Looking back on that work in her newly-published book, Housing: Where’s the Plan?, she says that its key contention – that the UK needed to build homes at a faster rate – was "controversial at the time but has since become widely accepted."

In 2003, the year her review of housing supply appeared, there were more than 200,000 housing starts in the UK. Last year, there were fewer than 160,000.

Post-war UK housing construction rates have fluctuated widely.

In the 1960s, when the population was growing more slowly than it is today, annual housing construction regularly topped 300,000 and occasionally 400,000 units. But last year’s modest total actually represented a recovery from a low point of fewer 120,000 in 2008-09.

Barker concludes by setting out an holistic approach for delivering the solutions.

She writes: “From time to time there have been ministerial committees with a housing policy focus.
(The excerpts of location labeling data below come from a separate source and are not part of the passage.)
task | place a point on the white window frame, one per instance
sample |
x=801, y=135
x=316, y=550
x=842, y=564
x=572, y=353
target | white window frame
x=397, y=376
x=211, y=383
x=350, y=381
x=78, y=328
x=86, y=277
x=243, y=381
Such a group, which would now include the governor of the Bank of England and the chief executive of the Financial Conduct Authority, ought to have permanent existence and some supporting structure.

"Since many of the risks and opportunities in housing ultimately have large implications for public finance, the chancellor of the exchequer would be a natural chair for such a committee. In addition, the ministerial committee should be offered independent public advice by a group of experts in order to ensure that the tensions between the overall goals and the desires…are played out explicitly."

The CML says: “In her new book, Kate Barker widens the focus of her analysis from the supply of housing to encompass demand, funding, planning and government policy, which has not always produced the desired outcome. She does so in a concise and compelling style, setting out her analysis and her views on the way forward in fewer than 100 cogently written pages.

“Whether or not readers agree with her analysis of all the problems, she is surely correct on the need for concerted and co-ordinated action to deliver the solutions.”